Essentially, Soros argues that reforming Ukraine into an honest modern state that offers opportunity and reliable justice will be at least as effective a response to Russia as the current continued hostility and half-hearted efforts in Kiev. To achieve this, he posits a $50 billion aid package, when the EU is having a hard time managing $2 billion. His view is openly idealistic:
"By helping Ukraine, Europe may be able to recapture the values and principles on which the European Union was originally founded. That is why I am arguing so passionately that Europe needs to undergo a change of heart. The time to do it is right now."
Right or wrong, this is visionary and the world of conventional wisdom is not buying it. The U.S. and the EU seem determined to continue taking the familiar and comfortable actions they know will fail in the same old ways.

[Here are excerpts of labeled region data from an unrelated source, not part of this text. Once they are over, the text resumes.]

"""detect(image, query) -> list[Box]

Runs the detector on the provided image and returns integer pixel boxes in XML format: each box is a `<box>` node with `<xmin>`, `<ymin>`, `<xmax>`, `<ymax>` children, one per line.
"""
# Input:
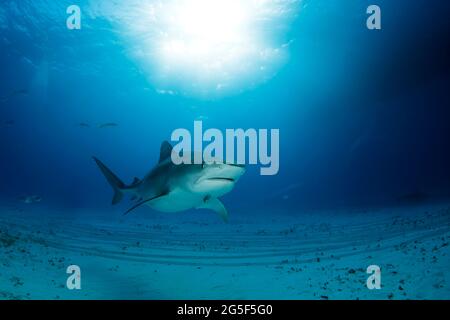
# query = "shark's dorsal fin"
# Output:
<box><xmin>123</xmin><ymin>192</ymin><xmax>167</xmax><ymax>216</ymax></box>
<box><xmin>159</xmin><ymin>140</ymin><xmax>173</xmax><ymax>162</ymax></box>
<box><xmin>199</xmin><ymin>196</ymin><xmax>228</xmax><ymax>222</ymax></box>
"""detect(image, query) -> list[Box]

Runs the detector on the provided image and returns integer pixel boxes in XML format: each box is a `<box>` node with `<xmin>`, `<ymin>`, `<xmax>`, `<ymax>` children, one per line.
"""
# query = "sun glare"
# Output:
<box><xmin>93</xmin><ymin>0</ymin><xmax>300</xmax><ymax>97</ymax></box>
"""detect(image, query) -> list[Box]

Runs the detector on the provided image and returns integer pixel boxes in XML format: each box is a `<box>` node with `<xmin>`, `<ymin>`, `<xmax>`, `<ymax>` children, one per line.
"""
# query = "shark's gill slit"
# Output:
<box><xmin>94</xmin><ymin>141</ymin><xmax>245</xmax><ymax>222</ymax></box>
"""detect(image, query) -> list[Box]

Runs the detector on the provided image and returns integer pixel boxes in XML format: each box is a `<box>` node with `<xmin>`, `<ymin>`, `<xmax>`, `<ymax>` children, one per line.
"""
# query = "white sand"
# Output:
<box><xmin>0</xmin><ymin>205</ymin><xmax>450</xmax><ymax>299</ymax></box>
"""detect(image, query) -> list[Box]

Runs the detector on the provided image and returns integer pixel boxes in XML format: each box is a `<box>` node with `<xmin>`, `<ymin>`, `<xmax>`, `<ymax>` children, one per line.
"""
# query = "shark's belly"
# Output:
<box><xmin>148</xmin><ymin>189</ymin><xmax>204</xmax><ymax>212</ymax></box>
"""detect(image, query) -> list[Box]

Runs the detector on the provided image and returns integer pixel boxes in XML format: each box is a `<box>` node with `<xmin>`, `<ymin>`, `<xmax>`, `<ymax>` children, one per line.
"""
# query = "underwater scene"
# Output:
<box><xmin>0</xmin><ymin>0</ymin><xmax>450</xmax><ymax>300</ymax></box>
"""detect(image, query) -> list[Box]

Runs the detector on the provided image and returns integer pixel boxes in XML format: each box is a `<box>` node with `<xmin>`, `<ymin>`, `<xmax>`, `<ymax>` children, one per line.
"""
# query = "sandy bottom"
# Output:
<box><xmin>0</xmin><ymin>205</ymin><xmax>450</xmax><ymax>299</ymax></box>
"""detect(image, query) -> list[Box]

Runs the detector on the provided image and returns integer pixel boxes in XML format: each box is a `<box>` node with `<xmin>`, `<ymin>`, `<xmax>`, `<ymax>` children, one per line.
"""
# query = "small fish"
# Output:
<box><xmin>19</xmin><ymin>195</ymin><xmax>42</xmax><ymax>204</ymax></box>
<box><xmin>97</xmin><ymin>122</ymin><xmax>119</xmax><ymax>129</ymax></box>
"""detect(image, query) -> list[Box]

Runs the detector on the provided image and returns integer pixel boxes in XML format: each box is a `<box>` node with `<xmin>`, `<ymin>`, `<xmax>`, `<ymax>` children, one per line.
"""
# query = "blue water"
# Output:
<box><xmin>0</xmin><ymin>0</ymin><xmax>450</xmax><ymax>298</ymax></box>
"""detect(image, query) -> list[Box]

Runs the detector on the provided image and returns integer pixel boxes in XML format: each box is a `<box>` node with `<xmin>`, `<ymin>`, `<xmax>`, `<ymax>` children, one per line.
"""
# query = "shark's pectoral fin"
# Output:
<box><xmin>123</xmin><ymin>192</ymin><xmax>167</xmax><ymax>216</ymax></box>
<box><xmin>199</xmin><ymin>197</ymin><xmax>228</xmax><ymax>222</ymax></box>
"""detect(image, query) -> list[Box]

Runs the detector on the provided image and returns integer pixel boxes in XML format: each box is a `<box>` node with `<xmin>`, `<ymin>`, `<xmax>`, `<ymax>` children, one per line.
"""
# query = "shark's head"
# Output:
<box><xmin>191</xmin><ymin>162</ymin><xmax>245</xmax><ymax>198</ymax></box>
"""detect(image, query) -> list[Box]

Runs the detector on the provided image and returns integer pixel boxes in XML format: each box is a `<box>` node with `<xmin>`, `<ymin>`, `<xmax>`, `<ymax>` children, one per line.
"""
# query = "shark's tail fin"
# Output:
<box><xmin>93</xmin><ymin>157</ymin><xmax>125</xmax><ymax>204</ymax></box>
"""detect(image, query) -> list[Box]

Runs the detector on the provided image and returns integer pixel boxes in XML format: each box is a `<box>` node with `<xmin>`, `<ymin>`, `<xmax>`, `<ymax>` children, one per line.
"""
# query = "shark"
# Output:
<box><xmin>93</xmin><ymin>141</ymin><xmax>245</xmax><ymax>222</ymax></box>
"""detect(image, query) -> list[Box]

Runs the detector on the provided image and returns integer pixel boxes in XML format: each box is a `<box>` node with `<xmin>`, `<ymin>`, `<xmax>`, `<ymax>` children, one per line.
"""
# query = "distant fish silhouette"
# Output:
<box><xmin>97</xmin><ymin>122</ymin><xmax>119</xmax><ymax>129</ymax></box>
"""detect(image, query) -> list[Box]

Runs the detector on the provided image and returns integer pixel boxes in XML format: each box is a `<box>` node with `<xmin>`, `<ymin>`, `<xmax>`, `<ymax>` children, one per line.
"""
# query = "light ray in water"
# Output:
<box><xmin>89</xmin><ymin>0</ymin><xmax>301</xmax><ymax>97</ymax></box>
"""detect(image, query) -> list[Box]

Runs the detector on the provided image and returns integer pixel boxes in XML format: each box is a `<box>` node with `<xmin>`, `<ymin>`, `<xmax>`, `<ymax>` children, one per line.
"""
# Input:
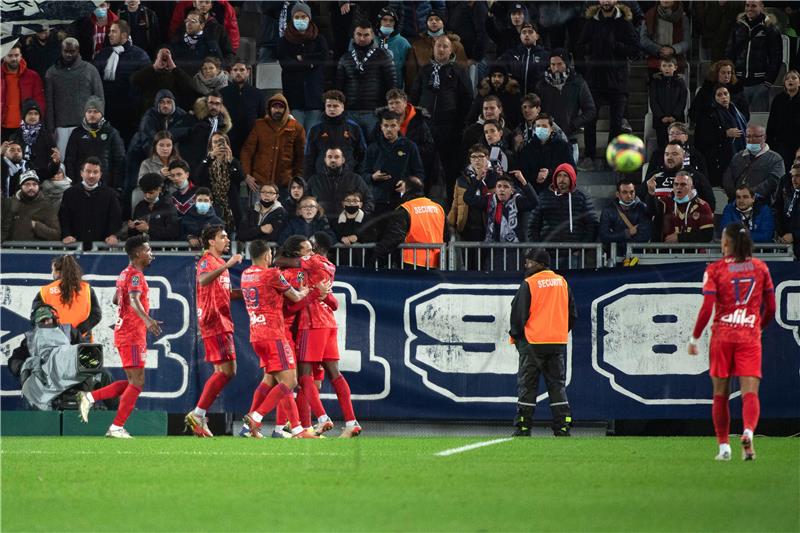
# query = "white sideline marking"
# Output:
<box><xmin>434</xmin><ymin>437</ymin><xmax>512</xmax><ymax>457</ymax></box>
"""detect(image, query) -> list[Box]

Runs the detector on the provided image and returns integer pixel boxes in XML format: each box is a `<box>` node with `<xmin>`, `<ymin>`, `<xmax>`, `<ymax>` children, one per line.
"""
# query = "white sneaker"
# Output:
<box><xmin>78</xmin><ymin>391</ymin><xmax>94</xmax><ymax>424</ymax></box>
<box><xmin>106</xmin><ymin>428</ymin><xmax>133</xmax><ymax>439</ymax></box>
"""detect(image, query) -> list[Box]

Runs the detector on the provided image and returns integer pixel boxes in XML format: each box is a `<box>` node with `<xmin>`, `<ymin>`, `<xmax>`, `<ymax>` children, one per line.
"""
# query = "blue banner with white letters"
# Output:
<box><xmin>0</xmin><ymin>253</ymin><xmax>800</xmax><ymax>421</ymax></box>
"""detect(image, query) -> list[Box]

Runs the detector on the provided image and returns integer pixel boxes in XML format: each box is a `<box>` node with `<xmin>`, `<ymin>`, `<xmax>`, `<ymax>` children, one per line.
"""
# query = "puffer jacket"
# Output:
<box><xmin>334</xmin><ymin>42</ymin><xmax>397</xmax><ymax>111</ymax></box>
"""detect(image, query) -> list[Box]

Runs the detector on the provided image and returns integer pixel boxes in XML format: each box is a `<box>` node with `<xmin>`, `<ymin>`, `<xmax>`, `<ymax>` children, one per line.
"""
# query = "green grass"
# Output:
<box><xmin>0</xmin><ymin>437</ymin><xmax>800</xmax><ymax>533</ymax></box>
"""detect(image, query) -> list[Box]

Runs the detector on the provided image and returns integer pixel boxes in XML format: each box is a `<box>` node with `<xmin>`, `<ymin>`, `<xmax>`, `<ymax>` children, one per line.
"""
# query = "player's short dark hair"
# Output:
<box><xmin>125</xmin><ymin>233</ymin><xmax>150</xmax><ymax>259</ymax></box>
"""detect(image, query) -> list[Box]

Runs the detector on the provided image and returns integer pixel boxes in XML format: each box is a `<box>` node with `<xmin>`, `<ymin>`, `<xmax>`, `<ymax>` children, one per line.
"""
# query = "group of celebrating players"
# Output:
<box><xmin>79</xmin><ymin>226</ymin><xmax>361</xmax><ymax>438</ymax></box>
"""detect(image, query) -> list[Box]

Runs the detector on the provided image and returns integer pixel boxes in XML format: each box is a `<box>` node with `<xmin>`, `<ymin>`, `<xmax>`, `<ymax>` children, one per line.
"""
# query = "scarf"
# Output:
<box><xmin>103</xmin><ymin>46</ymin><xmax>125</xmax><ymax>81</ymax></box>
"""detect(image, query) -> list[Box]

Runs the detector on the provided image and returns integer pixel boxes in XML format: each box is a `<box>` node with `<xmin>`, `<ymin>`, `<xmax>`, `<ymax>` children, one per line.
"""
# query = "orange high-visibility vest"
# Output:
<box><xmin>400</xmin><ymin>197</ymin><xmax>444</xmax><ymax>268</ymax></box>
<box><xmin>39</xmin><ymin>280</ymin><xmax>92</xmax><ymax>328</ymax></box>
<box><xmin>525</xmin><ymin>270</ymin><xmax>569</xmax><ymax>344</ymax></box>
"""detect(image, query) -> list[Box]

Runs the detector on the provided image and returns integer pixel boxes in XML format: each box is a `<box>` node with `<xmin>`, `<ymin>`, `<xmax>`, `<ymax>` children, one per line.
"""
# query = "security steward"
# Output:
<box><xmin>509</xmin><ymin>249</ymin><xmax>578</xmax><ymax>437</ymax></box>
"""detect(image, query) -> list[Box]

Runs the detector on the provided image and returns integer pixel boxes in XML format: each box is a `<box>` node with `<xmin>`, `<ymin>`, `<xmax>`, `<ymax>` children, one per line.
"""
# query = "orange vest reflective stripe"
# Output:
<box><xmin>525</xmin><ymin>270</ymin><xmax>569</xmax><ymax>344</ymax></box>
<box><xmin>40</xmin><ymin>280</ymin><xmax>92</xmax><ymax>328</ymax></box>
<box><xmin>400</xmin><ymin>197</ymin><xmax>444</xmax><ymax>268</ymax></box>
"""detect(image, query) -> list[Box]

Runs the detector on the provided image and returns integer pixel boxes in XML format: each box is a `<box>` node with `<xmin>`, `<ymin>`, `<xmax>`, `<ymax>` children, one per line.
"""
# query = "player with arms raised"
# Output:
<box><xmin>184</xmin><ymin>225</ymin><xmax>242</xmax><ymax>437</ymax></box>
<box><xmin>689</xmin><ymin>223</ymin><xmax>775</xmax><ymax>461</ymax></box>
<box><xmin>78</xmin><ymin>235</ymin><xmax>161</xmax><ymax>439</ymax></box>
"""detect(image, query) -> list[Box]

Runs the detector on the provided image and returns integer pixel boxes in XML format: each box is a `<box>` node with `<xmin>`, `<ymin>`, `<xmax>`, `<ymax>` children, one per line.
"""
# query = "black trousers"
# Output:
<box><xmin>516</xmin><ymin>339</ymin><xmax>572</xmax><ymax>430</ymax></box>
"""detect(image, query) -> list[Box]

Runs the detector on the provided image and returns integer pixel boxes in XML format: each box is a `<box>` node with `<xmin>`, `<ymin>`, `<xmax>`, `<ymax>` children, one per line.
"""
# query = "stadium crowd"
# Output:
<box><xmin>0</xmin><ymin>0</ymin><xmax>800</xmax><ymax>262</ymax></box>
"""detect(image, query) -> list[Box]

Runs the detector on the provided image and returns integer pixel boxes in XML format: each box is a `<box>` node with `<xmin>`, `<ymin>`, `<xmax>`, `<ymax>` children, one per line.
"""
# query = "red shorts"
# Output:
<box><xmin>203</xmin><ymin>333</ymin><xmax>236</xmax><ymax>365</ymax></box>
<box><xmin>117</xmin><ymin>345</ymin><xmax>147</xmax><ymax>368</ymax></box>
<box><xmin>709</xmin><ymin>336</ymin><xmax>761</xmax><ymax>378</ymax></box>
<box><xmin>297</xmin><ymin>328</ymin><xmax>339</xmax><ymax>363</ymax></box>
<box><xmin>253</xmin><ymin>339</ymin><xmax>295</xmax><ymax>374</ymax></box>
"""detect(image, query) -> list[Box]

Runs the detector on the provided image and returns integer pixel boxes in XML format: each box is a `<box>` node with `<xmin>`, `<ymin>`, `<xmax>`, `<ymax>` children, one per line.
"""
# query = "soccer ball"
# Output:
<box><xmin>606</xmin><ymin>133</ymin><xmax>645</xmax><ymax>174</ymax></box>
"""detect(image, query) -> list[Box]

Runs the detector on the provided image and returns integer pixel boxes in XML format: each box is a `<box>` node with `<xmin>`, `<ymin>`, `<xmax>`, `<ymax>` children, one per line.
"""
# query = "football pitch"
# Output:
<box><xmin>0</xmin><ymin>436</ymin><xmax>800</xmax><ymax>532</ymax></box>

* Perhaps the most vivid sign that the failures of the past foreshadow the failures of the future is the rise of Sen. John McCain to the chairmanship of the Senate Armed Services Committee, where he will sometimes be able to exercise near-veto power over the White House's constitutional authority to conduct foreign policy. In a fawning verbal lap dance in the N.Y. Times of January 13, Sheryl Gay Stolberg characterizes McCain's apparent inability to learn from failure as his being "untamed." The reporter allows that McCain is "bellicose," but frames his responsibility to the nation and the world as a question of whether he will "make war or some accommodation with the White House." McCain is on record to increase Pentagon spending and to keep the Guantanamo prison camp open, and speaks with open bitterness about the president's failure to give him a phone call. As Stolberg says about McCain: "If he had his way, the United States would have ground troops in Syria, more troops in Iraq and Afghanistan, and a steady supply of arms going to Ukraine."
Even as the Ukraine ceasefire was taking effect after the Minsk agreement was signed, McCain was calling for the U.S. to arm Ukraine for defense against a "Russian invasion" that he sees as part of Putin's plan to "re-establish the old Russian empire." McCain also called for the U.S. to send military "advisors."